Setting one parameter zero three pair-wise solutions for three sets of straight lines gives three points for the vertices of a triangle.
Given second degree equation is a conic which must satisfy/pass through these three points. That is the triangle is inscribable or escribable in the conic... in a sense as being concurrent.
Conics can be expressed in terms of trilinear coordinates, which express points in terms of relative directed distances from three lines (which can be thought of as the sidelines of a triangle. In these terms it is much easier to reason about the relations between a family of conics and a given triangle. Variations of the formula given in the OP will, for example, give expressions for the conics that are tangential to a given triangle, or have that triangle as a self polar triangle.

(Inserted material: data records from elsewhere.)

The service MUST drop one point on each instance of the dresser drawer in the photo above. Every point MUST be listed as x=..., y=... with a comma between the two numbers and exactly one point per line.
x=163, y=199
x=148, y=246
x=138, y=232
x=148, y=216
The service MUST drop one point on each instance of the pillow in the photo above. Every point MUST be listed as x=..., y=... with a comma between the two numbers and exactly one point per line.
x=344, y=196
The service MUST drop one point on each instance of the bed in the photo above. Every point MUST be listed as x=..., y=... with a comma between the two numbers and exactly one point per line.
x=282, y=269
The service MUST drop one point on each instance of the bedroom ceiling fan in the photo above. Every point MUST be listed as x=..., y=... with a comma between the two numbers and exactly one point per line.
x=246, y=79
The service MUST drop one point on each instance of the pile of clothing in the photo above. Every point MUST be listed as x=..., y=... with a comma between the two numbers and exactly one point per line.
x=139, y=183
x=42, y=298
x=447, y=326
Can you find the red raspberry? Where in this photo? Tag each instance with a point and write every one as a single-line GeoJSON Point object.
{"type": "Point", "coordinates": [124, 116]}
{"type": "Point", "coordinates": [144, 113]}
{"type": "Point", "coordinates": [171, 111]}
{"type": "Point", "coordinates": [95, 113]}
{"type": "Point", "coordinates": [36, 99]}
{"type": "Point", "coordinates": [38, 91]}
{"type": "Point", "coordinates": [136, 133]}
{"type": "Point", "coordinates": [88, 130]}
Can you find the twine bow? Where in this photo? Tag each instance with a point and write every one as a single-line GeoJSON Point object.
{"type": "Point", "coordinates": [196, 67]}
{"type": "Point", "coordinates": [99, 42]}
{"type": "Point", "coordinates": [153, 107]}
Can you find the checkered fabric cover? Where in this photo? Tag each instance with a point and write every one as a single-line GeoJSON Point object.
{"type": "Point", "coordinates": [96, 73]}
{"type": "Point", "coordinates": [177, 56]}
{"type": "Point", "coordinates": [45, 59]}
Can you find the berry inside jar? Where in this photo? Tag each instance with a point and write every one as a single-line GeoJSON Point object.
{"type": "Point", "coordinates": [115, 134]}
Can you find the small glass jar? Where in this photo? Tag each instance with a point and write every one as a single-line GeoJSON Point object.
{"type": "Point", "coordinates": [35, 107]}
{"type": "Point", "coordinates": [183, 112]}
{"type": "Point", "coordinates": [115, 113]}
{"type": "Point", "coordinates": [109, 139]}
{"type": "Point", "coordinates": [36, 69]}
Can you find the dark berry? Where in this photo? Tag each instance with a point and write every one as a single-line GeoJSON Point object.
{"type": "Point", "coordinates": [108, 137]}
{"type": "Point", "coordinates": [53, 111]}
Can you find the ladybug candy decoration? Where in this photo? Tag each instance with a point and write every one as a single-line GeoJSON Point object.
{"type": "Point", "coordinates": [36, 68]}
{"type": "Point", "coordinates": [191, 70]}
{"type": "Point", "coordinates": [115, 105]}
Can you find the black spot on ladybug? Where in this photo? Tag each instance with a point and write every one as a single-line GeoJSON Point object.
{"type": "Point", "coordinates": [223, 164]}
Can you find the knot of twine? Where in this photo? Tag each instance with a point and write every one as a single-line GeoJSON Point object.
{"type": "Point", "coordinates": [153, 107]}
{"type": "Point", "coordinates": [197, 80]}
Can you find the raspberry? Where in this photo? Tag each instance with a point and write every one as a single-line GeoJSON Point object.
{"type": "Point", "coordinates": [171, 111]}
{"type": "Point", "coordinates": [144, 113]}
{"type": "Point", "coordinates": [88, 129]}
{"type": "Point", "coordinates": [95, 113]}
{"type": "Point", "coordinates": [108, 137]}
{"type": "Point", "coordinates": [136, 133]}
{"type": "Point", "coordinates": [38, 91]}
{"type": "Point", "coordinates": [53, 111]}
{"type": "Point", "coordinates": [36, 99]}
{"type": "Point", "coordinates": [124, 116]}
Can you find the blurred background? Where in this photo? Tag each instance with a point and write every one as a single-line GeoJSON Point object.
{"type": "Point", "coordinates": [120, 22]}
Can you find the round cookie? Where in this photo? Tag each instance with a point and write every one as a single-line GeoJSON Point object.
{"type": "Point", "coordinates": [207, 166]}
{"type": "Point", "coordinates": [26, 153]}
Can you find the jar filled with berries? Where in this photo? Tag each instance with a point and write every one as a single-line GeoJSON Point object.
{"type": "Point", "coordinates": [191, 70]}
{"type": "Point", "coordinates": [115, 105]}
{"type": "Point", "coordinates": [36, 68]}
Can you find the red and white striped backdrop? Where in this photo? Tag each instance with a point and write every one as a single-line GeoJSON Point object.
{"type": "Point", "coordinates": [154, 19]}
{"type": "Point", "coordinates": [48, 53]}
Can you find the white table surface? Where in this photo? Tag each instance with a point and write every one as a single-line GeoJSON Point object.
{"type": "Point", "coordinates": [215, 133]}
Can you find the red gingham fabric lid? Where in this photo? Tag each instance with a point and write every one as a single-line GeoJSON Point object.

A good reference for this was published over 150 years ago: Whitworth's Trilinear Coordinates. The URL points to Chapter XV, which discusses the case in the OP. Using the key $\alpha\rightarrow L_1, \beta\rightarrow L_2, \gamma\rightarrow L_3, l\rightarrow \lambda, m\rightarrow \mu, n\rightarrow \gamma,$ the equation $l\beta\gamma+m\gamma\alpha+n\alpha\beta=0$ translates directly into the OP equation.
But how do we get there from here, namely a conic (expressed in homogeneous coordinates) $$Ax^2 + By^2 + 2Gxz + 2Fyz + 2Hxy + Cz^2 = 0 \tag{1}$$ that may or may not go through the three points?
The answer is a change of variables. We know that (again, using homogeneous coordinates) $$ \begin{align} L_1 &= a_1 x+b_1 y + c_1z \\ L_2 &= a_2 x+b_2 y + c_2z \\ L_3 &= a_3 x+b_3 y + c_3z, \\ \end{align} $$
so we can solve for $x,y,z$ in terms of $L_1,L_2,L_3$ and then plug the result into (1) to get an equation of the form
$$ fL_1^2+gL_2^2+hL_3^2+2lL_2L_3+2mL_3L_1+2nL_1L_2=0,\tag{2}\ $$
which maps (using the key given earlier) to the second equation on pg 192. Assuming that the conic (1) passes through the three points we can use the reasoning on that page to determine that $f=g=h=0,$ which reduces (2) to
$$ lL_2L_3+mL_3L_1+nL_1L_2=0. $$
This answer could have been given without reference to Whitworth, but I think it's important to underline the use of trilinear coordinates. For a point $P=(x,y,z),L_n(P)$ gives a relative directed distance of point $P$ from line $L_n$, and can be thought of as a trilinear coordinate. The cases of conic families that inscribe the triangle, or for whom the triangle is self-polar are treated in Chapters XVI and XIV of the reference. Also note that trilinear coordinates are projective/homogeneous, so it's easier to make this argument using homogeneous coordinates $(x,y,z)$ rather than Cartesian coordinates $(x/z,y/z).$